Entro il 31 maggio la Commissione Ue dovrà decidere se l’Italia potrà rientrare o meno dalla procedura d’infrazione. Il nostro, infatti, è uno dei 17 Stati membri finiti nel mirino della Commissione per il fatto di avere un deficit superiore al 3% del Pil. La procedura d’infrazione nei confronti dell’Italia è stata avviata nel 2009, e per essere chiusa il deficit deve essere al di sotto del 3% del Pil nel 2012, 2013 e 2014. Secondo la Commissione europea, prima dell’approvazione del decreto che sbloccava i 40 miliardi di euro di debito dello Stato verso le imprese, il rapporto deficit/Pil in Italia era stimato pari al 2,1% tanto nel 2013 quanto nel 2014. Per il commissario Ue agli Affari economici, Olli Rehn, l’Italia sarebbe sulla buona strada per rientrare dalla procedura d’infrazione, anche perché “non guardiamo solo il target del 3%. E’ un target nominale, lo sforzo di risanamento dei paesi è più importante del loro valore nominale”. Ilsussidiario.net ha intervistato il professor Emilio Colombo.

Ci vuole spiegare che cosa cambierà per l’Italia con il rientro dalla procedura di infrazione?

La procedura di infrazione è legata fondamentalmente al rispetto del patto di stabilità Ue, siglato un anno e mezzo fa.
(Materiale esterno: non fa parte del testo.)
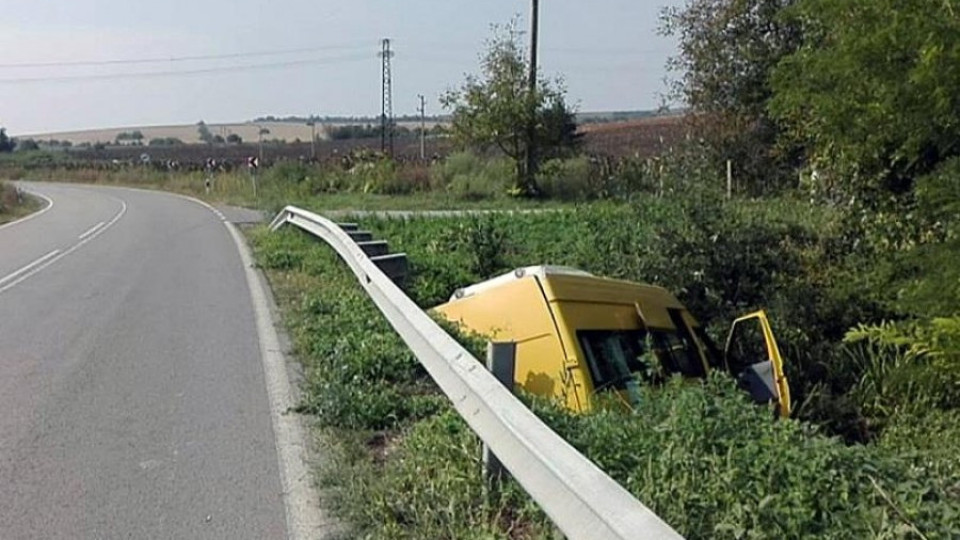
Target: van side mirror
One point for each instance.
(752, 355)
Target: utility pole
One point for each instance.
(313, 138)
(532, 90)
(423, 128)
(386, 109)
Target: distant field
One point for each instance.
(186, 133)
(643, 137)
(633, 138)
(285, 131)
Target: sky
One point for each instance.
(299, 57)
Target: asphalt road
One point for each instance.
(132, 395)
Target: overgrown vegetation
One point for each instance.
(722, 468)
(857, 267)
(14, 204)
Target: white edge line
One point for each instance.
(78, 245)
(36, 214)
(91, 230)
(29, 266)
(304, 517)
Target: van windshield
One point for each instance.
(617, 356)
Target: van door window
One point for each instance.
(615, 356)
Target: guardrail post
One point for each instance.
(501, 361)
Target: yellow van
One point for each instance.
(577, 334)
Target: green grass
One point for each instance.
(13, 207)
(703, 457)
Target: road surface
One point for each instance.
(132, 394)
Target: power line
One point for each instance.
(190, 72)
(175, 59)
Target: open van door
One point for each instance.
(752, 355)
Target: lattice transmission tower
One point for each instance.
(386, 111)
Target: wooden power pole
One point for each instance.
(531, 169)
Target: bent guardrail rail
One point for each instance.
(581, 499)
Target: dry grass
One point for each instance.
(286, 131)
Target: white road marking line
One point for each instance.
(39, 268)
(33, 215)
(28, 267)
(91, 230)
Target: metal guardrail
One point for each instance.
(581, 499)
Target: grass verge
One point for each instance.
(15, 205)
(712, 464)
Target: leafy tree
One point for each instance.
(6, 143)
(494, 110)
(875, 90)
(728, 49)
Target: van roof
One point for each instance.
(541, 271)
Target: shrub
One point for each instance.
(567, 179)
(470, 177)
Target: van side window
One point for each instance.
(679, 349)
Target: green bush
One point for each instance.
(702, 456)
(470, 177)
(567, 179)
(713, 465)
Si tratta di vincoli formali tali per cui tutti i paesi il cui deficit oltrepassa la soglia del 3% del Pil, sono soggetti a una procedura di infrazione. I vincoli sono mediamente flessibili, in quanto all’infrazione è associato un piano di rientro, quantificato con obiettivi sia in termini di deficit che deve essere ridotto ogni anno sia in termini di tempo, cioè in quanti mesi o anni questo rientro deve essere effettuato. Questo piano di rientro è negoziato dai paesi all’interno del sistema europeo di Ecofin e Consiglio dei ministri.

Per quale motivo all’Italia sono state richieste misure di austerity che non sono state presentate ad altri paesi?
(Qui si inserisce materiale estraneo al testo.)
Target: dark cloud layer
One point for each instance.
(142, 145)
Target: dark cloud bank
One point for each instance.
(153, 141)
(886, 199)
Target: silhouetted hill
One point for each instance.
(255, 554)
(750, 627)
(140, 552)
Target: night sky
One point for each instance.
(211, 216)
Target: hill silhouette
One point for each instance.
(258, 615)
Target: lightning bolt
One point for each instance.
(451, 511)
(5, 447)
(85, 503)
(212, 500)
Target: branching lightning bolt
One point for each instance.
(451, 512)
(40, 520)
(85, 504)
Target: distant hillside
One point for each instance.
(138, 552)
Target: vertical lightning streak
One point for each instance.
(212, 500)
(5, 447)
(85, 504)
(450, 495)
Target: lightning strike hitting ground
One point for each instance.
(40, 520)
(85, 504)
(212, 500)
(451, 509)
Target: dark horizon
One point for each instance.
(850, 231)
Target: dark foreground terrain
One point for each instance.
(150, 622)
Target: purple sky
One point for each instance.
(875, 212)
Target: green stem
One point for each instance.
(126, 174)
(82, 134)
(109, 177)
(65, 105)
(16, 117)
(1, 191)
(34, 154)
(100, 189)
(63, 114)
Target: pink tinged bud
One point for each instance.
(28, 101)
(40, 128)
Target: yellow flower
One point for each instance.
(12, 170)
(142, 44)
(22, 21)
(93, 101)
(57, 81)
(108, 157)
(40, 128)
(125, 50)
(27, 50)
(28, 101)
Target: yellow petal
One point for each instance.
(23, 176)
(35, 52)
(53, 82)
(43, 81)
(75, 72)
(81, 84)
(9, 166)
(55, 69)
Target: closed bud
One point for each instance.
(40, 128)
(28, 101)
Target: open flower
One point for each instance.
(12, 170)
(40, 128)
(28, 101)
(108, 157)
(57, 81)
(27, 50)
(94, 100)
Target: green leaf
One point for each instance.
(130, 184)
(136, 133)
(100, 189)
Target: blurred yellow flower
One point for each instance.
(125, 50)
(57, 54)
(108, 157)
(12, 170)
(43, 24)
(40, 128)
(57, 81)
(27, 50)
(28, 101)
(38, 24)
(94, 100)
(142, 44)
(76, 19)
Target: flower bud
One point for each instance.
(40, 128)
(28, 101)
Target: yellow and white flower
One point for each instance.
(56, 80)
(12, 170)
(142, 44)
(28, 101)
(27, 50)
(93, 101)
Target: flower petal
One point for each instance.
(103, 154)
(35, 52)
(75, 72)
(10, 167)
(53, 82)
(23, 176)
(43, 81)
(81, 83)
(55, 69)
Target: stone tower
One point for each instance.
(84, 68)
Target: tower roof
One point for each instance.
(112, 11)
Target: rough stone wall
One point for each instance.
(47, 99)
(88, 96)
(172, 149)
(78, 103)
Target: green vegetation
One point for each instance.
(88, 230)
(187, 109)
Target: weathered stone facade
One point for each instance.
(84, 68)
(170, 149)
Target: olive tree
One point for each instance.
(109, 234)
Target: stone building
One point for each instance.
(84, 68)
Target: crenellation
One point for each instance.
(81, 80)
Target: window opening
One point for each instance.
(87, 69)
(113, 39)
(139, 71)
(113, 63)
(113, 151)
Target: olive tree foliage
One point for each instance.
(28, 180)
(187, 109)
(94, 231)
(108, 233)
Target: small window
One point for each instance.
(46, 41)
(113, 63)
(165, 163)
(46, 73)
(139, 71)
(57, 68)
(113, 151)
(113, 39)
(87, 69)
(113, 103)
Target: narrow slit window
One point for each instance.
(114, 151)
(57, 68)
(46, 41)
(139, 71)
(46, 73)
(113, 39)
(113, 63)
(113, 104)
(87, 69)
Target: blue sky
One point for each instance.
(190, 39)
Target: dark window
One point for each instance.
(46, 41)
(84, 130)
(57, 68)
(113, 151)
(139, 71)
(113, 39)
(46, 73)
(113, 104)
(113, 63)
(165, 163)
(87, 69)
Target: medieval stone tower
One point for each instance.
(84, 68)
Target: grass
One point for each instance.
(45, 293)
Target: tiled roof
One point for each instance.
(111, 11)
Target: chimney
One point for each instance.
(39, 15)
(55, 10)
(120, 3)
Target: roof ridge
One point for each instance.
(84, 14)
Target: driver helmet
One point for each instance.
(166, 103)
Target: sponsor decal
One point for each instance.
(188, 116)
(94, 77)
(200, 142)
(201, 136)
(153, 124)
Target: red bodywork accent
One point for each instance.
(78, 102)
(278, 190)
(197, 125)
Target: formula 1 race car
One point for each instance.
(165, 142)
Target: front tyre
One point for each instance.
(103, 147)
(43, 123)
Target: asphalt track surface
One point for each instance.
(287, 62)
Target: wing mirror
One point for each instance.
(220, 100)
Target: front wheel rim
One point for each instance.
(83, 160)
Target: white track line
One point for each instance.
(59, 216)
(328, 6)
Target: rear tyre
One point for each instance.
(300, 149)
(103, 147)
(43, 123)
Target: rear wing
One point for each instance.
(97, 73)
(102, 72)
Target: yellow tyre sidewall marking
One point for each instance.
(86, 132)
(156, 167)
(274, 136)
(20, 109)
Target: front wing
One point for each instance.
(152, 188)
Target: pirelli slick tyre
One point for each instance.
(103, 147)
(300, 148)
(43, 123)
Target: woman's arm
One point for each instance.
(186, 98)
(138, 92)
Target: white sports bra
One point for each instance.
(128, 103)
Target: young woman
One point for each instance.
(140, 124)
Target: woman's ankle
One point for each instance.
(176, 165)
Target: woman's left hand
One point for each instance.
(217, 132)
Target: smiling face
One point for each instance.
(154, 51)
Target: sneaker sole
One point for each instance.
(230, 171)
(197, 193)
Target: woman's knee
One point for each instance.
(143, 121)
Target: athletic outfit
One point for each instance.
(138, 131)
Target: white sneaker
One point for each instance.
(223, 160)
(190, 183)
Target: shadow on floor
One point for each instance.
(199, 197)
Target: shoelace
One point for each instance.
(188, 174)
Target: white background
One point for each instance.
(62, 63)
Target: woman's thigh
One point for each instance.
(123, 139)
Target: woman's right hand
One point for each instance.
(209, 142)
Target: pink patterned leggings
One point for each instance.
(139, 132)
Le regole non sono uguali per tutti, in quanto sono stabilite in maniera generica. Per ogni Paese è quindi decisa una procedura di rientro. Ciascuna procedura è diversa da Stato a Stato, sia perché ciascuno di esso è diverso e ha problematiche che lo contraddistinguono, sia perché ciascuno di essi avvia la negoziazione in una fase diversa. Quando l’Italia ha negoziato per la prima volta la procedura di rientro, c’era in carica il governo Monti. Alla Spagna è stato dato più tempo per rientrare, mentre all’Italia ne è stato dato di meno.

Ciò non è contrario a una sorta di uguaglianza tra i paesi membri?
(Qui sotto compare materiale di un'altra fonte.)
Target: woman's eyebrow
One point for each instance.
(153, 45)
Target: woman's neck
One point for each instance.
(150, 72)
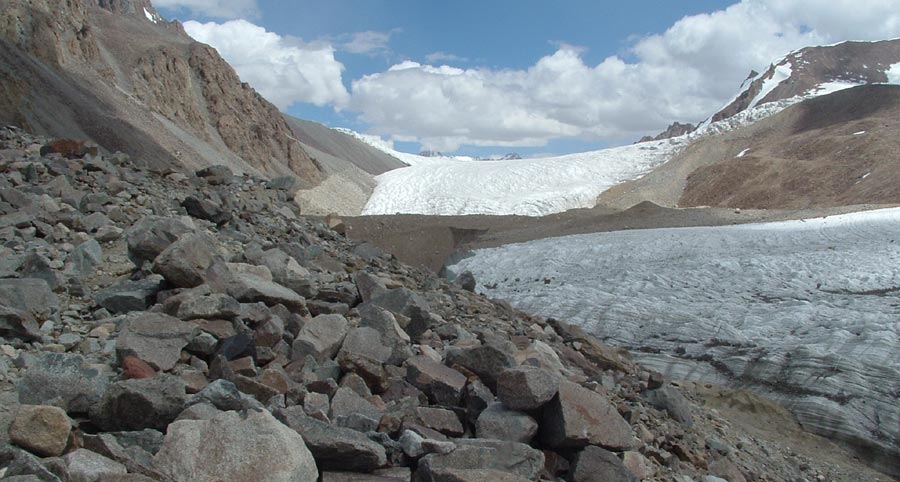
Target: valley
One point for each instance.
(180, 256)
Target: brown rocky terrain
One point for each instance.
(194, 327)
(104, 71)
(836, 150)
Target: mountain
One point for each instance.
(116, 73)
(349, 167)
(806, 72)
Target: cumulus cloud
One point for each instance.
(438, 57)
(369, 42)
(283, 69)
(685, 73)
(213, 8)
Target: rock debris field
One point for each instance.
(194, 327)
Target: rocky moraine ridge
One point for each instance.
(196, 327)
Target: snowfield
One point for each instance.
(447, 186)
(806, 311)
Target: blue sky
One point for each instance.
(527, 76)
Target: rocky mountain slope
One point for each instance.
(114, 72)
(840, 149)
(349, 167)
(805, 72)
(165, 328)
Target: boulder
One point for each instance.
(42, 430)
(593, 464)
(151, 235)
(487, 361)
(225, 396)
(21, 465)
(334, 448)
(526, 388)
(363, 353)
(86, 466)
(206, 209)
(236, 446)
(18, 324)
(212, 306)
(216, 174)
(392, 335)
(671, 400)
(30, 295)
(578, 417)
(141, 403)
(442, 385)
(84, 259)
(130, 296)
(440, 419)
(155, 338)
(249, 284)
(184, 262)
(499, 423)
(64, 380)
(320, 338)
(493, 456)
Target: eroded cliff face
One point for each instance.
(55, 34)
(101, 65)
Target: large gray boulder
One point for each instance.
(593, 464)
(235, 446)
(64, 380)
(487, 455)
(251, 284)
(334, 448)
(184, 262)
(30, 295)
(443, 385)
(526, 388)
(320, 338)
(129, 296)
(141, 403)
(155, 338)
(151, 235)
(487, 361)
(499, 423)
(20, 324)
(578, 417)
(668, 398)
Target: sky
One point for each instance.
(527, 76)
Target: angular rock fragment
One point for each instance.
(155, 338)
(141, 403)
(578, 417)
(593, 464)
(526, 388)
(42, 430)
(236, 446)
(442, 385)
(335, 448)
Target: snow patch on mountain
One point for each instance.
(779, 75)
(893, 73)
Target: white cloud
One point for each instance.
(685, 74)
(213, 8)
(369, 42)
(283, 69)
(438, 57)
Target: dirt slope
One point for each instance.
(836, 150)
(115, 72)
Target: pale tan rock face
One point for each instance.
(43, 430)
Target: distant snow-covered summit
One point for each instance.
(805, 73)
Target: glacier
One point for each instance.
(806, 312)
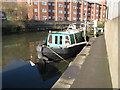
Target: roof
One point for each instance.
(66, 32)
Ciò è frutto da un lato di una volontà del governo Monti di mostrarsi credibile, dall’altra del fatto che la negoziazione italiana è avvenuta in un contesto meno favorevole per i paesi euro deboli di quello in cui è avvenuta la negoziazione spagnola. L’Italia è stato il primo Paese ad affrontare una grande crisi politica e di credibilità interna. Nell’ultima fase del governo Berlusconi c’era una forte opposizione e un certo scetticismo dell’Europa sul modo in cui l’Italia aveva gestito la politica economica fino ad allora. Lo spread aveva raggiunto quota 500 per questo motivo. Il governo Monti ha quindi scelto l’approccio più duro, che è consistito in una manovra pesante e nel fatto di non chiedere aiuti Ue. E’ stato anche un modo in cui il governo Monti ha puntato ad acquistare credibilità.

 

Quanti soldi sono in gioco con la chiusura della procedura di infrazione?

La chiusura della procedura di infrazione permette al Paese di avere maggiore flessibilità nella gestione della spesa, in quanto l’infrazione blocca un certo margine di discrezionalità del governo nel cambiamento delle politiche concordate. Rimane comunque il fatto che il nostro margine di manovra è limitato.

 

Ritiene che le norme Ue sulla procedura di infrazione siano eccessivamente rigide?

Le regole dell’Ue tengono conto delle condizioni economiche. In presenza di una recessione forte come quella che c’è in Italia, il vincolo del 3% del Pil non vale più. Da un punto di vista tecnico, infatti, ogni volta che un Paese entra in recessione, il deficit cresce in quanto si pagano meno tasse per il fatto che il Pil scende e dunque ci sono meno entrate. Nel contempo si pagano più sussidi per disoccupazione e cassa integrazione. Il deficit ha quindi una dimensione ciclica evidente, in quanto cresce ogni volta che l’economia va male. In presenza di recessione le regole europee si allentano e l’Italia ha quindi un margine che si spiega con il fatto che oggi la nostra situazione congiunturale è peggiore rispetto a quella prevista l’anno scorso quando abbiamo attuato la manovra di rientro.